LaTeX just keeps getting easier to use.  Today I came across an online tool for collaborative writing in LaTeX.  This works like Google Docs and similar services with which you can selectively invite people to specific projects (giving editing and/or viewing access), edit online, and view PDFs of the LaTeX code.  There is even easy integration of BibTeX.  I have not tested the figure integration processes, but they look simple. 

This removes the need from having a local install of MikTeX, etc.

Check it out at:  www.scribtex.com

Sunday, March 14, 2010

New Paper on School District Collaboration with Nonprofits

I have just completed a draft of my paper (with Angela Bies) on Texas school district collaboration with nonprofits following Katrina and Rita.  Since this is co-authored, I want to wait a little before posting the draft here.  I will probably do so once we are comfortable enough with a draft for submission (we are hoping to submit by the end of the month).

This puts me a 2 papers in three weekends.  I guess I have to drop my expected productivity to 26 papers a year : p.

Online Survey of Texas School Districts

I am trying an online administration of the Texas school district survey for the first time.  So far (after about 1.5 weeks) we have a 6-8% response rate and have discovered about the same percentage of incorrect addresses.  We are fixing those and will complete wave one soon.  It looks like our online response rate is tracking at about half of the mail survey response rate.

I anticipate doing three waves online followed by a 2 or 3 waves by mail.  I really hope the online component can ease the survey process and reduce some costs.

I will keep everyone posted on the success of the online mode.

Tuesday, March 9, 2010

Publication Outlets - and abrupt change in strategy

Days before I finished the "partner choice in EM" paper before, the editors of the journal I targeted to publish it in stepped down.  Now I am trying to figure out where to send it after some more proofing.  Any ideas?

Monday, March 1, 2010

First Draft of a Paper on Partner Choice by Schools in Emergency Management

Here is the first draft of the paper I wrote last weekend on partner choice in emergency management contexts.  In particular, it focuses on how "non-disaster organizations" choose partners for emergency management purposes. 

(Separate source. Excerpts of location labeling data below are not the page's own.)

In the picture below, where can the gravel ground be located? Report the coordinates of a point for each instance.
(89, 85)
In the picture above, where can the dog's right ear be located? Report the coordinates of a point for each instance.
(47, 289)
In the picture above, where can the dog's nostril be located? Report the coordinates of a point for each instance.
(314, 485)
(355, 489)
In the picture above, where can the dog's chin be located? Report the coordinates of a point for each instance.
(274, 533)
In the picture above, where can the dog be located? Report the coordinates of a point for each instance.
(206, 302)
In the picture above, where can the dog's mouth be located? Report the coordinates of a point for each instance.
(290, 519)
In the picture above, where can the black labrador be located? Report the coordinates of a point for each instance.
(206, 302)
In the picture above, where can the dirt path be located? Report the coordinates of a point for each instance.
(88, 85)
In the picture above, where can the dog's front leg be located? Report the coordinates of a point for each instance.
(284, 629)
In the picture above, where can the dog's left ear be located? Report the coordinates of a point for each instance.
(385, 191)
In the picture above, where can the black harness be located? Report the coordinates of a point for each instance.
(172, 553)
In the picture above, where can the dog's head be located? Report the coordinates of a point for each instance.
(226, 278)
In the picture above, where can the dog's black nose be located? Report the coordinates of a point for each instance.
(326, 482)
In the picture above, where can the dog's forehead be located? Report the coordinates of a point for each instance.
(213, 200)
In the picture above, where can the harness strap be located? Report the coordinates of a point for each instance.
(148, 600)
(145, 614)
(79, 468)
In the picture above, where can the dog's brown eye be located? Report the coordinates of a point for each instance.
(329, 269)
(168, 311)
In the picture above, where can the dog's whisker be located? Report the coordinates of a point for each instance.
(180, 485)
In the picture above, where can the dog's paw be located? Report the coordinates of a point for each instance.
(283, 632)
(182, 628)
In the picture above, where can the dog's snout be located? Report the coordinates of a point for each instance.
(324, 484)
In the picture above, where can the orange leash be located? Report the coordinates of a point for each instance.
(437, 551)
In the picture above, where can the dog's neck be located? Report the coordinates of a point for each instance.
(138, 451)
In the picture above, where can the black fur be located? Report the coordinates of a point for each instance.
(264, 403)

It is my first paper fully in LaTeX so please be patient with my formatting.  I have most of the kinks worked out, but a few problems remain.  Overall, the paper is more descriptive than I typically publish - but I think this may be worth sending out (not to JPART, but there may be some interested outlets).  I guess this qualifies as SNA-related though not a formal SNA methodology.

I welcome any comments.

The text is after the jump


New Data on Texas School District Emergency Management Available

I have just released a new dataset of Texas school districts about 18 months after Hurricanes Katrina and Rita.

After the break, you can see the codebook with all of the descriptive statistics as well as a link to the data itself.

Welcome

Welcome to my Public Management research blog. In an era of social networking - whatever that means - it has fallen on each of us to publicize our own work. I have chosen to experiment with a blog as a means to get my research in front of interested people. I will post occasionally on proposal development and data collection, but anticipate focusing on the presentation of results of my public management research. Of course, everything here will be preliminary - but please feel free to comment. I hope this forum provides for an effective means of sharing research and getting productive feedback.

Hey... if only three people read a post it will be as many as my typical Midwest Political Science Association panel presentation.